Яндекс.Метрика

Juggler Data Processing Platform

Juggler is a real time stream processing platform designed for building both simple and complex event processing (CEP). Juggler uses Apache Messos, Kafka and T-streams to construct scalable and flexible processing algorithms. Juggler functions on the same principle as Apache Samza, but enables exactly-once processing and provides an integrated solution with a RESTful interface, JavaScript UI and an ad hoc repository for modules, services, streams and other data processing pipeline components.

Juggler's main differentiating feature as compared to other real-time stream processing systems such as Apache Spark Streaming and Apache Flink is that Juggler enables the creation of off-the-shelf generic processing modules that can be used by analysts and not just developers. The ultimate goal of this project is to build a fully declarative real-time stream processing environment in which programming is the exception rather than the rule.
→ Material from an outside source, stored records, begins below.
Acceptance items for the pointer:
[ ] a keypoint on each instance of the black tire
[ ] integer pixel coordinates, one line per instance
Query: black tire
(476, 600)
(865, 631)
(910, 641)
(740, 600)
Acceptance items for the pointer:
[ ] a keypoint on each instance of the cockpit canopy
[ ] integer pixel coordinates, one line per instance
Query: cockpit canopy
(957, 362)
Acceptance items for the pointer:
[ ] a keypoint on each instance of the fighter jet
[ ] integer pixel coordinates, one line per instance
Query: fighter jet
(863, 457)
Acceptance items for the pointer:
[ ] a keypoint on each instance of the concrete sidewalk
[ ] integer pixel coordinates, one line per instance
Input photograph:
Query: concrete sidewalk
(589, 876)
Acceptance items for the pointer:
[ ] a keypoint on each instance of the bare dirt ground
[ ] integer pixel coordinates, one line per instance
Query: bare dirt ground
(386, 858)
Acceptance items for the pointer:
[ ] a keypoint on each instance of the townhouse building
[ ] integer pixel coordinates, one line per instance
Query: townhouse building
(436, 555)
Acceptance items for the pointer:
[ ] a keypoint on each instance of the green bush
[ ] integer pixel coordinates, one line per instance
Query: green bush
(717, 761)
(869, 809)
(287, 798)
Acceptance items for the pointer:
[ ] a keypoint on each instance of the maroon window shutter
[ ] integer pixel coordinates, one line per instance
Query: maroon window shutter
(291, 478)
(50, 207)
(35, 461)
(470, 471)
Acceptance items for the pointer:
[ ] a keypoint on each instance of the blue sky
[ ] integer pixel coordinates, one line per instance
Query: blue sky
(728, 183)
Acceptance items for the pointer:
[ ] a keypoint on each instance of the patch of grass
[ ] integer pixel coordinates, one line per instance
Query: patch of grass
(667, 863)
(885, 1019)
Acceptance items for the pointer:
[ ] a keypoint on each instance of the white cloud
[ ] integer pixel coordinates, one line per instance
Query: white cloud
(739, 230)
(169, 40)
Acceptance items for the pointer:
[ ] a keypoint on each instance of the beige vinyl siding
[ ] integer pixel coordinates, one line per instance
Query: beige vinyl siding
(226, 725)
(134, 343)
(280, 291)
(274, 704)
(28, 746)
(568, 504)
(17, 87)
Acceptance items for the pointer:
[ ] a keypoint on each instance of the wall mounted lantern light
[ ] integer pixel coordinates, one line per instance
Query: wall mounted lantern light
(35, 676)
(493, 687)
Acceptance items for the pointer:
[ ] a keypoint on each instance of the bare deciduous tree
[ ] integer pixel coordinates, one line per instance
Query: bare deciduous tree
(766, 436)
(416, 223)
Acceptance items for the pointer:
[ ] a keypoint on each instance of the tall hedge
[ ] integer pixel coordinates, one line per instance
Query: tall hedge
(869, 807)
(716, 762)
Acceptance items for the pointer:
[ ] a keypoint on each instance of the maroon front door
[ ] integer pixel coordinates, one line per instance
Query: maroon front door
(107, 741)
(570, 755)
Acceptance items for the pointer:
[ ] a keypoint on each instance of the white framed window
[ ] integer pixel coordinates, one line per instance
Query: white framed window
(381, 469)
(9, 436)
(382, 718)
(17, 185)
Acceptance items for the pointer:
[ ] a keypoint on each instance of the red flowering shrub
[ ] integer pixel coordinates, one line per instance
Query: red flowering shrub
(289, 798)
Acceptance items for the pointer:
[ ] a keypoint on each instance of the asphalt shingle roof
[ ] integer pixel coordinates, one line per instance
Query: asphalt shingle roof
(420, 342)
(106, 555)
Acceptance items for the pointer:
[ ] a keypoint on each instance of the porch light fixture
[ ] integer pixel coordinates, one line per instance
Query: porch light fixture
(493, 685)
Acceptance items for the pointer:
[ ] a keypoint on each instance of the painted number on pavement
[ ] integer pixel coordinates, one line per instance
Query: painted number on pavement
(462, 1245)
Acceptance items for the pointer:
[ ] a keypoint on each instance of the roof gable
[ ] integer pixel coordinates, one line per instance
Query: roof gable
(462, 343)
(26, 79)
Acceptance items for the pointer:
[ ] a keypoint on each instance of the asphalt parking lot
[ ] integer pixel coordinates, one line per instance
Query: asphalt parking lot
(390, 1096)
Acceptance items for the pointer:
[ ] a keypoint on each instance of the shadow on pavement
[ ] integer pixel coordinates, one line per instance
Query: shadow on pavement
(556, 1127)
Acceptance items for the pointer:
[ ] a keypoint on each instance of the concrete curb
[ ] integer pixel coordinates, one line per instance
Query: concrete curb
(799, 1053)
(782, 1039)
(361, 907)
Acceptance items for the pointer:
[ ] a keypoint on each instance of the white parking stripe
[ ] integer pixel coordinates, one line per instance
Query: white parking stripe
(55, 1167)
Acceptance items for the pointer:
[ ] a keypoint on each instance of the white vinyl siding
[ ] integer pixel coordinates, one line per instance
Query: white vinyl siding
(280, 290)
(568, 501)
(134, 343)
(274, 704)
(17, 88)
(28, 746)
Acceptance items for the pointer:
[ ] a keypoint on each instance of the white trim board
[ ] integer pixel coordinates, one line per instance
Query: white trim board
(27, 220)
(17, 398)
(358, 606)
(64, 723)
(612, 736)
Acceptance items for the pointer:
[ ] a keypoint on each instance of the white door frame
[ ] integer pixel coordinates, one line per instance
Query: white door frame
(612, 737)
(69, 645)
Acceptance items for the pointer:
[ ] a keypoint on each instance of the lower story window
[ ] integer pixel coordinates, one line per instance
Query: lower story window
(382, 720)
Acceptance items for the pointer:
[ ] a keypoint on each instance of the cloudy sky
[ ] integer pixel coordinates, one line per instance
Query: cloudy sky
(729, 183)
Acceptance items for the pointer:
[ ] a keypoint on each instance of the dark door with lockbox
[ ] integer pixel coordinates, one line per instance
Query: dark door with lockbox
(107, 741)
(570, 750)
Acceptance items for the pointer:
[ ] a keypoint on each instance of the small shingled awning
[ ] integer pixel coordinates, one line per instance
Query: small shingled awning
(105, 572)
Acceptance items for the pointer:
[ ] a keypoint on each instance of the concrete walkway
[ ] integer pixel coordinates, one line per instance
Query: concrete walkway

Using pre-created modules with flexible functionality, a Juggler user can create a processing sequence of arbitrary complexity, watch it in action and manage it via UI or REST.

Juggler's architecture is designed so that exactly-once processing is performed not only within a single processing block but throughout the entire sequence, starting from the moment stream events are fed the system and up to the moment when the output data is stored to conventional data storage.

The approach based on loosely coupled blocks with exactly-once processing support throughout the entire sequence allows for decomposing data processing in order to provide better modularity, performance management and simplicity in development.

Juggler supports four models of feeding events for processing:

  • no delay; this model dictates that the events be processed immediately after becoming available in the streams;
  • in a time slot where events are grouped into blocks, each a certain amount of seconds long; processing is scheduled based on overlapping or non-overlapping sliding time slots;
  • in a length-based slot where events are grouped into blocks, each a certain number of transactions long; processing is scheduled based on overlapping or non-overlapping sliding time slots;
  • in a real-time slot where events are grouped into blocks, each including transactions in a certain time interval; processing is scheduled based on overlapping or non-overlapping sliding time slots;

Juggler easily integrates with in-memory grid systems, for example, Hazelcast, Apache Ignite.

The systems is available under Apache License v2. All documentation on the system is available on the product web site.

Following technologies are used in project

  • Frameworks
    • Akka
    • Apache Mesos
    • Angular 2
    • Twitter Bootstrap
  • Data management
    • Apache Kafka
    • Apache Cassandra
    • Apache Zookeeper
    • MongoDB
  • Languages
    • JavaScript
    • Scala
  • Integration
    • SBT
    • Mantl
  • General
    • Git-flow
    • Scrum